One day, while dwelling with the Omahas, Miss Fletcher was wandering in quest of spring flowers near a creek when she was arrested by a sudden flash of light among the branches. "Some young man is near," she thought, "signalling with his mirror to a friend or sweetheart." She had hardly seen a young fellow who did not carry a looking-glass dangling at his side. The flashing signal was soon followed by the wild cadences of a flute. In a few moments the girls came in sight, with merry faces, chatting gayly. Each one carried a bucket. Down the hill, on the other side of the brook, advanced two young men, their gay blankets hanging from one shoulder. The girls dipped their pails in the stream and turned to leave when one of the young men jumped across the creek and confronted one of the girls, her companion walking away some distance. The lovers stood three feet apart, she with downcast face, he evidently pleading his cause to not unwilling ears. By and by she drew from her belt a package containing a necklace, which she gave to the young man, who took it shyly from her hands.

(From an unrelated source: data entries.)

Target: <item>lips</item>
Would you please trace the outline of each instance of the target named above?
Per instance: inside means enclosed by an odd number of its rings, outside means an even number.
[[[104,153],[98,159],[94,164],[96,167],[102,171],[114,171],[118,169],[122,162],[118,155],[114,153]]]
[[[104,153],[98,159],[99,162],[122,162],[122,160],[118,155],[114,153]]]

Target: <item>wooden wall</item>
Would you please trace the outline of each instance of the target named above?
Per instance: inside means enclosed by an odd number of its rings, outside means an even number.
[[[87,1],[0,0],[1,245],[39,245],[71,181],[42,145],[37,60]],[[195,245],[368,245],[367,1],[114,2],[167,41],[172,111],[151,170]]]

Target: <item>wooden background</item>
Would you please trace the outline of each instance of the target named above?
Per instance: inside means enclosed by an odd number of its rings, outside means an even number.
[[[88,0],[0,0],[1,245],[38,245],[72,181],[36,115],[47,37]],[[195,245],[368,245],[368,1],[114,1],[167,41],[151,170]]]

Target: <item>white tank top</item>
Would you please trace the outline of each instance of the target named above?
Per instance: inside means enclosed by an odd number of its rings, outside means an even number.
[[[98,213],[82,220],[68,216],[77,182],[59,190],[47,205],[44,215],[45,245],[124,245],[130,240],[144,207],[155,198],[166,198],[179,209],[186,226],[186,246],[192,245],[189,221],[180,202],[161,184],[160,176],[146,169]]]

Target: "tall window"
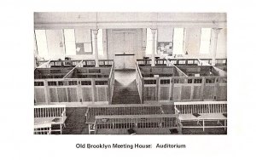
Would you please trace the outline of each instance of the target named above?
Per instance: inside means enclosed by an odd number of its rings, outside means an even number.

A moment later the girl had joined her friend, and the man recrossed the brook, where he and his friend flung themselves on the grass and examined the necklace. Then they rose to go. Again the flute was heard gradually dying away in the distance.
INDIAN LOVE-POEMS
As it is not customary for an Indian to call at the lodge where a girl lives, about the only chance an Omaha has to woo is at the creek where the girl fetches water, as in the above idyl. Hence courting is always done in secret, the girls never telling the elders, though they may compare notes with each other.
"Generally an honorable courtship ends in a more or less speedy elopement and marriage, but there are men and women who prefer dalliance, and it is this class that furnishes the heroes and heroines of the Wa-oo-wa-an."